Fürstentum Liechtenstein

ikr: Regierung verabschiedet Vernehmlassungsbericht zur Modernisierung des Exekutionsrechts

Vaduz (ots/ikr) - Die Regierung hat an ihrer Sitzung vom 26. September 2017 den Vernehmlassungsbericht betreffend die Abänderung der Exekutionsordnung sowie weiterer Gesetze verabschiedet. Die Vernehmlassungsfrist endet am 30. November 2017.

Das Exekutionsverfahren verfolgt vor allem den Zweck, auf Rechtstiteln basierende Forderungen praktisch durchzusetzen. Hierfür ist ein möglichst einfaches, rasches und gerechtes Verfahren notwendig. Diesen Anforderungen genügt die geltende liechtensteinische Exekutionsordnung nicht mehr in allen Belangen, da ihr Rechtsbestand in weiten Teilen noch aus dem Jahr 1972 stammt und damit nicht mehr zeitgemäss ist. Das Exekutionsrecht bedarf deshalb einer umfassenden Reform.

Aufgrund ihres beachtlichen Umfangs soll die Reform in drei Schritten erfolgen. In einem ersten Schritt soll insbesondere die Zusammenarbeit zwischen Gericht und Gerichtsvollzieher auf eine neue Basis gestellt und so die Selbständigkeit des Gerichtsvollziehers gestärkt werden. Ausserdem soll der für alle Beteiligten umständliche Offenbarungseid abgeschafft und durch die Abgabe eines Vermögensverzeichnisses ersetzt werden. Darüber hinaus sieht der Vernehmlassungsbericht diverse Neuerungen im Bereich der Fahrnisexekution vor, wie beispielswiese eine stärkere Konzentration auf den im Exekutionsrecht herrschenden Verfahrensgrundsatz der Amtswegigkeit.

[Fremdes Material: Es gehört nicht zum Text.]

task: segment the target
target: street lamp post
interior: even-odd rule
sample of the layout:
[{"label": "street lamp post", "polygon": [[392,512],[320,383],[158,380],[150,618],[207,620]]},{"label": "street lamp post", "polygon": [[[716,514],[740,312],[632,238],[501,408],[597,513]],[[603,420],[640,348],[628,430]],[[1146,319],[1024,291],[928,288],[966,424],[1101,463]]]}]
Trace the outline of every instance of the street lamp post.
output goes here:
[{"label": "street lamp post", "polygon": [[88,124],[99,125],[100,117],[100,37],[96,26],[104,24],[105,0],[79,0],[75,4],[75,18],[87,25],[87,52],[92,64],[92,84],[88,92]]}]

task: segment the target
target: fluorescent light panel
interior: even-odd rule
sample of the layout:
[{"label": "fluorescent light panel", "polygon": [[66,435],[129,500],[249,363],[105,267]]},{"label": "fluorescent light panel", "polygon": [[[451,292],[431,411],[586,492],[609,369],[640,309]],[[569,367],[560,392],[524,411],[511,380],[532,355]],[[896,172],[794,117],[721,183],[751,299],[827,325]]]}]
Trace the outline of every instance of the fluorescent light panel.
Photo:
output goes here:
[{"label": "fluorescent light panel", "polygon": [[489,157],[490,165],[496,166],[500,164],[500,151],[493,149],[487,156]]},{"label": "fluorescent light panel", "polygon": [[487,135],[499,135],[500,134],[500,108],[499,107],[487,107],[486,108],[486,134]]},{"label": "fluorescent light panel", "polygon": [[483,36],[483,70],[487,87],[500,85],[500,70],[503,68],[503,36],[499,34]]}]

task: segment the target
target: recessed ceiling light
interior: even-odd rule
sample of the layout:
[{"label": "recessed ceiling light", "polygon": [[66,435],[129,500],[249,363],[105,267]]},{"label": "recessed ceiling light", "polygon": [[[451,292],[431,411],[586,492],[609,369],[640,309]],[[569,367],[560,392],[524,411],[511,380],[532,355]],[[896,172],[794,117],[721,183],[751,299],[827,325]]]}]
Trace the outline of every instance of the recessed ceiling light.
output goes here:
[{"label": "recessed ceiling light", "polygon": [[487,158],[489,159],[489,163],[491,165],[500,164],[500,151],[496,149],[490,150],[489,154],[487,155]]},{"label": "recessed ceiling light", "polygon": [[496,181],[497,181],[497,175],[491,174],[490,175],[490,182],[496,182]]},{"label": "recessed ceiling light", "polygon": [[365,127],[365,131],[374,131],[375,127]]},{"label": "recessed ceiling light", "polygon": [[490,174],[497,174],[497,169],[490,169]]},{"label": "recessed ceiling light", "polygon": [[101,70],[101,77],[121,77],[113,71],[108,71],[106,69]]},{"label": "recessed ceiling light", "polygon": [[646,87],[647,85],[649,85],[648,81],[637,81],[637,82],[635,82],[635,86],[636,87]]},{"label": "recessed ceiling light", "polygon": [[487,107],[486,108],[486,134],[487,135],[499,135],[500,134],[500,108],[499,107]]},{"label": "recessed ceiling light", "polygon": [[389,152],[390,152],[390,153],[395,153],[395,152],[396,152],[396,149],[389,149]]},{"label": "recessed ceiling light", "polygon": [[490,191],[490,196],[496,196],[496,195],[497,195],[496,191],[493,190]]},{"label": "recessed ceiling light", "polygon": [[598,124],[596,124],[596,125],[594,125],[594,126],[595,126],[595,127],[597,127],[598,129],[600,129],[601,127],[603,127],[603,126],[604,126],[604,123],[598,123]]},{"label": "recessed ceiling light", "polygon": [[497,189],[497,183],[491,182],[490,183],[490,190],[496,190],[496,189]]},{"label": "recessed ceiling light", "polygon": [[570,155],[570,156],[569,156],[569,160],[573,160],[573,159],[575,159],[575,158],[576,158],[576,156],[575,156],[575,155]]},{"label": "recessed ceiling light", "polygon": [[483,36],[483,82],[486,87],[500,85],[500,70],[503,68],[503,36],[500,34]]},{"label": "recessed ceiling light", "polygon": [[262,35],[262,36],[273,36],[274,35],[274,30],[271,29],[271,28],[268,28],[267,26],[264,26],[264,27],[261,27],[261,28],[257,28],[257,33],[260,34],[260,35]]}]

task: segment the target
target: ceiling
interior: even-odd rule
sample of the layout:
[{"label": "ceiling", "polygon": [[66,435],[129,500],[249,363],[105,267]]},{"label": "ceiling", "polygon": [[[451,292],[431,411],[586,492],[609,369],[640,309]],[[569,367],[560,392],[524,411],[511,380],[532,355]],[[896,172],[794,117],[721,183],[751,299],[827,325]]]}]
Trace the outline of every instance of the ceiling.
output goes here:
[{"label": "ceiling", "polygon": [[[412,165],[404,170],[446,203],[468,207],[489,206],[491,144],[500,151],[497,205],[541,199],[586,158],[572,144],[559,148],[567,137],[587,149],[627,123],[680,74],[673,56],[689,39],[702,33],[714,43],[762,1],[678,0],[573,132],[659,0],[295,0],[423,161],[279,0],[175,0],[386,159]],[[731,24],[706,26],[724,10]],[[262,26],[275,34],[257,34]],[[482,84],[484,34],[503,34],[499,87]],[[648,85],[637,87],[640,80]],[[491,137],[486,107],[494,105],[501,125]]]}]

"In der Reform des Exekutionsrechts sehen wir die Chance, den rechtlichen Rahmen für die Vollstreckung von Rechtstiteln für alle Beteiligten einfacher und effizienter zu gestalten. Insbesondere wollen wir die Rechtssicherheit für die Gerichtsvollzieher deutlich verbessern und auch die Selbständigkeit ihrer Arbeit stärken. Das sind notwendige und geeignete Massnahmen zur Effizienzsteigerung im Exekutionsrecht", so Justizministerin Aurelia Frick anlässlich der Verabschiedung des Vernehmlassungsberichts.